The above quote comes from one of those who tamed the wilderness. His grandfather had followed Daniel Boone into Kentucky. His father had pushed further into the forests of Indiana. Aged just nine, he had seen his mother die from poisoned milk. He will become America's 16th President - Abraham Lincoln.
Did you know?
Around the Port of San Francisco, a plot of land worth $16 before the gold rush, after, would change hands for $45,000., 186 defenders of the 200 Alamo defenders were killed, including Davy Crockett.

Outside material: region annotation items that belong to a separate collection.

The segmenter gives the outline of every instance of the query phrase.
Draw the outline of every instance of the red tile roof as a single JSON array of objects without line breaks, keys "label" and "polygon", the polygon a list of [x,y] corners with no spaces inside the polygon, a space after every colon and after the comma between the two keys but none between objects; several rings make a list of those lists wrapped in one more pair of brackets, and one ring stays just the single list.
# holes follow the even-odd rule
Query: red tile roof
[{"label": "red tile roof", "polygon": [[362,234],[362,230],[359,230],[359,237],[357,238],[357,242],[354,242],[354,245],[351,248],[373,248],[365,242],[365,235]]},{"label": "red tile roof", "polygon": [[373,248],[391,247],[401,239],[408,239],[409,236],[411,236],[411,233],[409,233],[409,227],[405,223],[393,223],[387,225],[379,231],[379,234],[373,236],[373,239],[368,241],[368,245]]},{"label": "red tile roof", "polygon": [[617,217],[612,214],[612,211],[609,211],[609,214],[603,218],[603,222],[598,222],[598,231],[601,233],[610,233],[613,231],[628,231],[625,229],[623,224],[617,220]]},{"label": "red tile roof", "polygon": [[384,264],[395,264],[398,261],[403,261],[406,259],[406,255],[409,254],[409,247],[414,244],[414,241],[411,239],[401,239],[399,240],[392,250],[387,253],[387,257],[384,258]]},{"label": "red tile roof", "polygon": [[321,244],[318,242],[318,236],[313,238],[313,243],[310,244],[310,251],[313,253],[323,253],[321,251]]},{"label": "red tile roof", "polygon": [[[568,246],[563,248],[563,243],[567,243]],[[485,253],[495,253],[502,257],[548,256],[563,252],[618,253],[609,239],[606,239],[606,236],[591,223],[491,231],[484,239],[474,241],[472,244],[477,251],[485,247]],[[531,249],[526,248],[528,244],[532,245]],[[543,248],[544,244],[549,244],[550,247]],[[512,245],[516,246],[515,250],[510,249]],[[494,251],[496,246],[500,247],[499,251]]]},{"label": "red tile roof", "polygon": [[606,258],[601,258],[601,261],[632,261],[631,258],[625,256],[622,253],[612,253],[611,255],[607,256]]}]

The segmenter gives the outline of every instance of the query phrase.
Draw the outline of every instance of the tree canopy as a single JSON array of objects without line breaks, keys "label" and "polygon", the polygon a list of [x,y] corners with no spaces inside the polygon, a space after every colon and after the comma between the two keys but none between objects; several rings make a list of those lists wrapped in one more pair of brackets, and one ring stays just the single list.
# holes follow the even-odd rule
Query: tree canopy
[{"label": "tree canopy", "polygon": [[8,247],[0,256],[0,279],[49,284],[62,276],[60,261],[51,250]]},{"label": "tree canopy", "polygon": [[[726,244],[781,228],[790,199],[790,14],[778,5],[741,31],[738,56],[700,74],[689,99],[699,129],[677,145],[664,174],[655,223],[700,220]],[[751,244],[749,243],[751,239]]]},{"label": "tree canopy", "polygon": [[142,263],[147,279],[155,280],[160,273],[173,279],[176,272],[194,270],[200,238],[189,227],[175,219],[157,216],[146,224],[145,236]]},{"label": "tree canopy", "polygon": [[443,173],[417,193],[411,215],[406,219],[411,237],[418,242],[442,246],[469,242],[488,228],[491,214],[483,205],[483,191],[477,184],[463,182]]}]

Women and children were spared so they could go back home and spread the message 'Don't come.', Davy Crockett, the embodiment of the 'Indian' fighting, legendary frontiersman, was an unlikely opponent of the Native American ethnic cleansing law, The Removal Act. Crockett had fought alongside the Cherokee and had come to admire their tenacity and courage. His support of the Native Americans cost him a bid for political re-election and was one of the reasons he left and went to Texas, and ultimately, the Alamo.